Del séptimo título por donde el hombre está obligado a la virtud, por razón de la primera de sus cuatro postrimerías, que es la muerte

    Cualquiera de todos estos títulos susodichos era bastante para que el hombre se emplease todo en el servicio de un señor a quien por tantas y tan grandes razones está obligado. Mas porque la mayor parte de los hombres más se mueve por el interés de la ganancia, que por obligación de justicia, por tanto añadiremos a lo dicho los provechos grandes que de presente y de futuro se prometen a la virtud. Y primero los dos mayores entre todos, que es la gloria que por ella se da, y la pena que por ella se excusa. Éstos son los dos principales remos desta navegación, y las dos principales espuelas con que se anda este camino. Por la cual causa, el bienaventurado san Francisco en su Regla, y nuestro padre santo Domingo en la suya, ambos con un mismo espíritu y con unas mismas palabras, mandan a sus predicadores que no prediquen más que vicios y virtudes, pena y gloria. Lo uno para enseñarnos a bien vivir, y lo otro para inclinarnos al deseo de bien vivir. Sentencia es, otrosí, común de filósofos, que las dos pesas con que se mueve ordenadamente el reloj de la vida humana son castigo y galardón. Porque es tan grande nuestra miseria, que nadie quiere la virtud desnuda, si no viene, o apremiada con castigo, o acompañada con provecho. Y porque ningún castigo ni galardón puede ser mayor que pena y gloria para siempre, por eso trataremos aquí destas dos cosas, a las cuales añadiremos otras dos que preceden a éstas, que son la muerte y el juicio universal. Porque cada cosa déstas, bien considerada, sirve mucho para amar la virtud y aborrecer el vicio, según aquello del Sabio, que dice: «Acuérdate de tus postrimerías, y nunca jamás pecarás.» Por las cuales postrimerías entiende estas cuatro que aquí habemos nombrado, de que al presente para nuestro propósito nos conviene tratar.

 
I

    Comenzando, pues, por la primera que es la muerte, ésta es tanto más poderosa para movernos, cuanto es más cierta, más cotidiana y más familiar. Mayormente si consideramos el juicio particular que en ella ha de haber de nuestra vida, el cual no se ha de alterar en el universal, porque lo que entonces fuere de nosotros, eso será para siempre.

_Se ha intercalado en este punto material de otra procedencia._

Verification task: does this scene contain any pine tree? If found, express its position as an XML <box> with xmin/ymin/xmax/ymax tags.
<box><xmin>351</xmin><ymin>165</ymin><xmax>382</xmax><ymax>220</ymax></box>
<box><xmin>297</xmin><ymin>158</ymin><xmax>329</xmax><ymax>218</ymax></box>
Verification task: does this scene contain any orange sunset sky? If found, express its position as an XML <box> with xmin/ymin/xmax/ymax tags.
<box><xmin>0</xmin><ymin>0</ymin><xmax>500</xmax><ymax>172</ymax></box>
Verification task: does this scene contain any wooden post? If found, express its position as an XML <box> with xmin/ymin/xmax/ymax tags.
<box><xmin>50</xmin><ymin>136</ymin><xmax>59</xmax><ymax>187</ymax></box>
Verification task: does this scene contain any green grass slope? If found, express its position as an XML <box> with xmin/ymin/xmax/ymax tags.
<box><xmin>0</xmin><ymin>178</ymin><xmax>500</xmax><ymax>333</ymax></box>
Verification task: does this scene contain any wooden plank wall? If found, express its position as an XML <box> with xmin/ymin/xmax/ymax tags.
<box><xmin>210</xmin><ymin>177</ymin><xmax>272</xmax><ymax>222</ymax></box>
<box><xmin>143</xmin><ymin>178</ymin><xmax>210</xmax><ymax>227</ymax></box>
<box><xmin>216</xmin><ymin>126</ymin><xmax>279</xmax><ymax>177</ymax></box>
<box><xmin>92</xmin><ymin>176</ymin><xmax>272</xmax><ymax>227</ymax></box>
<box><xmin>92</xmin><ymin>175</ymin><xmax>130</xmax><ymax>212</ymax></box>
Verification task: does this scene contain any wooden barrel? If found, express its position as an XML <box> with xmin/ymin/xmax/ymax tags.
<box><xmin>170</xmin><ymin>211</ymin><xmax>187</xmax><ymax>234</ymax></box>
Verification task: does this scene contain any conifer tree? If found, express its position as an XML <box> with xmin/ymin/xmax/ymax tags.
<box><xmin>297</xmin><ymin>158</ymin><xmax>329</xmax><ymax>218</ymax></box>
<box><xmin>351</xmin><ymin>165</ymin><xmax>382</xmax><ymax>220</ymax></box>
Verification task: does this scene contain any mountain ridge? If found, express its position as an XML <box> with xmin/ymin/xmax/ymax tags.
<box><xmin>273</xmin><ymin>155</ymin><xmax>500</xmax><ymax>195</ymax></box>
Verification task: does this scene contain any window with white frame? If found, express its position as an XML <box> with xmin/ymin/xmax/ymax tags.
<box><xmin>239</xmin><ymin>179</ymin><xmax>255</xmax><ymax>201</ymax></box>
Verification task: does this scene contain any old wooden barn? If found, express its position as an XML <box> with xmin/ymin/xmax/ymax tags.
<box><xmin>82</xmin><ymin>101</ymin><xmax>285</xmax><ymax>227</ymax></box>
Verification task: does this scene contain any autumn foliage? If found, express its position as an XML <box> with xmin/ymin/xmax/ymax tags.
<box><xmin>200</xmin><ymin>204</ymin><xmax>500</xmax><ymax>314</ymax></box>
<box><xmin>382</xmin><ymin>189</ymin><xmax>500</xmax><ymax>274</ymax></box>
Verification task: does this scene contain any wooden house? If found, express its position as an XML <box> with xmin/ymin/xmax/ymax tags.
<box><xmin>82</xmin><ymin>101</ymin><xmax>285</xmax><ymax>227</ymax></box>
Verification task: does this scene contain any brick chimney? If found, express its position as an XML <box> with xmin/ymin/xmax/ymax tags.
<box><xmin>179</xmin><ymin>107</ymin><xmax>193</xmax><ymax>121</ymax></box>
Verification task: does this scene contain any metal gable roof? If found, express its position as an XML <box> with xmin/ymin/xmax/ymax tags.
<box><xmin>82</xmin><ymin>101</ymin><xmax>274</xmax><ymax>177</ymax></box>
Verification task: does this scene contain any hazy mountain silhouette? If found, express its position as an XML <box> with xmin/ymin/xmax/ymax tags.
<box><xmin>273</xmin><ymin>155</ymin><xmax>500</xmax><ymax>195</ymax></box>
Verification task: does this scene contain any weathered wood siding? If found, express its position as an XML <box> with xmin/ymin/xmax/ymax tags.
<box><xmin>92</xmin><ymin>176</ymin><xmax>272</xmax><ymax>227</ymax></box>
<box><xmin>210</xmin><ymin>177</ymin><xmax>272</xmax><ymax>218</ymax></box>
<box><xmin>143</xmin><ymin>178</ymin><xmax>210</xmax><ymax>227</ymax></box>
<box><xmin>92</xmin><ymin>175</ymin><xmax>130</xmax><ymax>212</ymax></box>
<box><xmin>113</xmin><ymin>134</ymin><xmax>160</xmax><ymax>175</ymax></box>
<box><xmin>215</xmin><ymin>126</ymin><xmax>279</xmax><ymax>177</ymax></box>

    Mas cuán estrecho haya de ser este juicio y la cuenta que en él se ha de pedir, no quiero yo que lo creas a mí, sino a una historia que san Juan Clímaco, como testigo de vista, refiere, que sin duda es una de las más temerosas que yo he leído. Escribe, pues, él, que «en un cierto monasterio de su tiempo había un monje descuidado en su vida, el cual, llegando a punto de muerte, fue arrebatado en espíritu por un grande espacio, donde vio el rigor y severidad espantosa deste particular juicio. Y como después, por especial dispensación de Dios, alcanzase espacio de penitencia, rogó a todos los monjes que presentes estábamos que nos saliésemos de su celda, y cerrando él la puerta a piedra y lodo, quedóse dentro hasta el día que murió, que fue por espacio de doce años, sin salir jamás de allí ni hablar palabra a nadie ni comer otra cosa todo aquel tiempo sino sólo pan y agua. Y sentado en su celda, estaba como atónito, resolviendo en su corazón lo que había visto en aquel arrebatamiento. Y tenía tan fijo el pensamiento en ello, que así también tenía el rostro fijo en un lugar, sin volverlo a una parte ni a otra, derramando a la continua muy fervientes lágrimas, las cuales corrían hilo a hilo por sus ojos.»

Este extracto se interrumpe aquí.